The Fuse

This Week in AVs: US DOT Launches AV 3.0 Guidance; Honda Invests $2.75 Billion in Cruise; Ford Proposes Industry Standard for AV Intentions; and More

by Alex Adams | @alexjhadams | October 05, 2018

AV 3.0 a Shot in the Arm for Autonomous Trucking

Launched today, the U.S. Department of Transportation’s “AV 3.0” policy guidelines build upon the previous two iterations, but this time it broadens its scope to embrace the potential impact of Level 4 fully-autonomous trucks. Under previous guidance, the legality of trucks without a driver in the cab has been ambiguous, which limited industry pilots on interstates and/or across state lines. The latest guidance in AV 3.0 clarifies that Level 4 autonomous trucks without drivers are legal; this may lead to increased attention and activity in the heavy duty automation space.

The latest guidance in AV 3.0 clarifies that Level 4 autonomous trucks without drivers are legal

For light-duty vehicles, AV 3.0 builds on the approach in previous reports by keeping regulatory requirements to a minimum; the most significant announcement today may be the Administration’s intent to update regulations to allow vehicles without manual controls, such as steering wheels or brakes, in the medium-term future.

Honda to Invest $2.75 Billion in Cruise

Honda is investing $750 million in Cruise, GM’s self-driving car unit, with plans to commit an additional funding of $2 billion in the coming years for the joint development of a driverless car. With Honda now taking a 5.7 percent stake in Cruise, the joint venture will augment Cruise’s efforts to launch a robot taxi service in 2019, as well as create a “purpose-built” AV from the ground up – the first, says GM CEO Dan Ammann, company that will have tried that on a massive scale. The investment from Honda is the second significant stake purchase this year in Cruise, with Japan’s SoftBank taking a 19.6 percent stake in the company with an investment of $2.2 billion in June.

Is 5G Necessary for AVs?

As AVs move closer to widespread deployment, a key question has yet to be resolved: How – and will – these vehicles communicate with each other? Two major frontrunners for vehicle-to-vehicle communication are 5GLTE and Dedicated Short Range Communications (DSRC). Although some argue that AVs will be unable to function as desired without the widespread connectivity of 5GLTE, DSRC is already being used in connected vehicles, and will be potentially mandated by federal regulators for all new vehicles.

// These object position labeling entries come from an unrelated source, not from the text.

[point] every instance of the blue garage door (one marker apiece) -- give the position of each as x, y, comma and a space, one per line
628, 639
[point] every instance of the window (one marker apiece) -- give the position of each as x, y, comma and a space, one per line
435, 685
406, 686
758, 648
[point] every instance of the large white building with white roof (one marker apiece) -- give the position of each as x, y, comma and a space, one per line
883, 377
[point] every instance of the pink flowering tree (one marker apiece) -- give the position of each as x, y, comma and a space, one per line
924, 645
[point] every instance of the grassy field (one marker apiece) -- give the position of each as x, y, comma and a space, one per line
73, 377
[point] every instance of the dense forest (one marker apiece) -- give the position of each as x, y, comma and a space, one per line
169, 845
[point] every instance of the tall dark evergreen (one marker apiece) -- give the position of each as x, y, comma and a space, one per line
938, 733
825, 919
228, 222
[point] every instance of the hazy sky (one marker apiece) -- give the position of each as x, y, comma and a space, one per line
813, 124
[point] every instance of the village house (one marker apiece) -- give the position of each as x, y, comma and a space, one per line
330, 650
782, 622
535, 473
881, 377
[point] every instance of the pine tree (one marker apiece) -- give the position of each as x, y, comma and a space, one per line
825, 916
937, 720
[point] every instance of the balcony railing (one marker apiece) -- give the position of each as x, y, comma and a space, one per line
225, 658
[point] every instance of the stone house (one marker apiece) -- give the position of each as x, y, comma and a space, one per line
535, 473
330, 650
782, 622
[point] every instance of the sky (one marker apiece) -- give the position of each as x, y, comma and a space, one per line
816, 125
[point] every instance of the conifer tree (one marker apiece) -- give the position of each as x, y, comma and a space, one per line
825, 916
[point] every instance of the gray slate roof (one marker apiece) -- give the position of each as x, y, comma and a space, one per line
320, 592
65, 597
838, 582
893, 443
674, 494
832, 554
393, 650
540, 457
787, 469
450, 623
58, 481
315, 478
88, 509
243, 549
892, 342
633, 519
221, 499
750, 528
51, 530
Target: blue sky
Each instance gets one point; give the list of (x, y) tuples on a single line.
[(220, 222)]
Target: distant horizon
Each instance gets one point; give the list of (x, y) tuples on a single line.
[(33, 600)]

Although fears of a Betamax-VHS repetition persist, the solution may not be a binary choice as DSRC and 5GLTE could prove to be complementary rather than competitive.

Ford Proposes Standard to Signal AV Intentions

In an effort to expand AV safety from passengers to pedestrians and other road users, Ford has proposed an industry-wide standard for communicating driving intent, whether it be driving, yielding or accelerating from a stop. Ford’s proposed standard would have AVs use two white lights moving side-to-side to signal the car is yielding and is about to stop, a solid white light to signal the vehicle is driving autonomously, and rapidly blinking white lights to act as a “start-to-go” warning before the car accelerates. In March, Uber also patented a similar system that uses lights and sounds to notify pedestrians of an AV’s intentions. Regardless of which system wins out, these moves toward a more holistic vision of roadway safety indicate the AV industry remains committed to its goals of safer driving.